Individually, they were wonderfully capable, of course, in solos and accompaniment. Bernie’s imploring alto that I mentioned above: mellifluous like honey, but not sweet; earthy as blown dust; ethereal as an unexpected shooting star; assured but allowing of doubt and ever forming, as true emotions are. Warwick was the other front liner, with a sinuous trumpet that merged so perfectly with Bernie on the heads, but veered into a very diverse style on solos. He was superbly defined in his statements, etude-like in his accuracy and clarity of purpose, precise in pitch and articulation.
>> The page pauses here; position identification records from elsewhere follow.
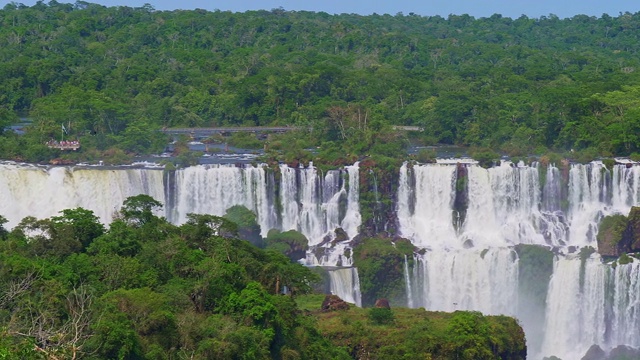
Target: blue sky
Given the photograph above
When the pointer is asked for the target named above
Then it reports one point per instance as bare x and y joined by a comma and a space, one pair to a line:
476, 8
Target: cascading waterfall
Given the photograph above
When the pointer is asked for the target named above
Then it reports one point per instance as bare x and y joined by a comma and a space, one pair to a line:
310, 203
346, 284
470, 266
213, 189
27, 190
482, 280
588, 302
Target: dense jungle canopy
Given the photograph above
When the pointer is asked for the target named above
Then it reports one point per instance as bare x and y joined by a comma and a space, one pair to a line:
524, 85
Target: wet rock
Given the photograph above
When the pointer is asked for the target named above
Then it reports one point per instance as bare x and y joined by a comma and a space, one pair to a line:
594, 353
382, 303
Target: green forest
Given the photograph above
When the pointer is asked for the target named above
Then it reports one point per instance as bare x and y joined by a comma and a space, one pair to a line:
114, 75
70, 288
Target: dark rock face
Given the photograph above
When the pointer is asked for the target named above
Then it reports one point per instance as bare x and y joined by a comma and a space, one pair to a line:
334, 303
594, 353
620, 234
382, 303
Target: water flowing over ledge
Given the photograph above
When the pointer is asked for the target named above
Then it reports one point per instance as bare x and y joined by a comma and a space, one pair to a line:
466, 221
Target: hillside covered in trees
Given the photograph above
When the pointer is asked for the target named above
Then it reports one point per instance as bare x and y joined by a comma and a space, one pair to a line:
521, 86
146, 289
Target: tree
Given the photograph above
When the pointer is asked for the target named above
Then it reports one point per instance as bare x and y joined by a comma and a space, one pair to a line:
140, 209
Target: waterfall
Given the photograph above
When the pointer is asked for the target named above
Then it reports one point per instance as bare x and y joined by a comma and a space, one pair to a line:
346, 285
317, 205
587, 301
467, 280
352, 218
407, 280
472, 266
212, 189
42, 192
429, 225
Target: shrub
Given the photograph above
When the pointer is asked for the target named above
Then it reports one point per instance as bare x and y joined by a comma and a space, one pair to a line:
381, 316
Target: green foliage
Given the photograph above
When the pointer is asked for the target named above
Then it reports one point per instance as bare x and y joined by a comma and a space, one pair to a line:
381, 269
3, 232
139, 210
610, 233
535, 267
381, 316
291, 243
147, 289
419, 334
112, 85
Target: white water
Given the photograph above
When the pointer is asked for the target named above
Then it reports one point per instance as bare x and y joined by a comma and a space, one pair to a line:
507, 205
42, 192
212, 189
346, 284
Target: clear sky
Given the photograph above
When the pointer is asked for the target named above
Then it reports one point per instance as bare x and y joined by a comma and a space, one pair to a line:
476, 8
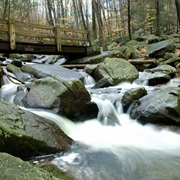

But I felt a real willingness to move the beat: well behind on some fast pieces for a bluesy authority, and over the beat for some ballads for a sense of urgency. His ability to form lines of eighth notes, then sixteenth, seemed unlimited: practised and precise, but never without purpose. That’s without even mentioning the way he grew each solo, controlling form and flow. Overwhelming trumpeting. Brendan’s just a war horse for swing with his enviable clarity of harmony and with never a passing chord missed. The notes weren’t unexpected, but they flowed with ease, and the expectation we had of each note was evidence of his skill. And then solos. One was truly sublime: a whole solo of double stops that was a thing of beauty. Others were more standard boppy outings. I noticed how they were quiet after the horns up front, but also how the audience was all ears to catch them. Andrew was the post-bop drummer: steady in time but busy; hard fighting and energetic; interjections that were more loud than sharp. Pushing his colleagues but ever ready to respond in kind. I felt Warwick particularly responding to his goading in solos.

Great night. Bernie McGann (alto) led his quartet with Warwick Alder (trumpet), Brendan Clarke (bass) and Andrew Dickeson (drums).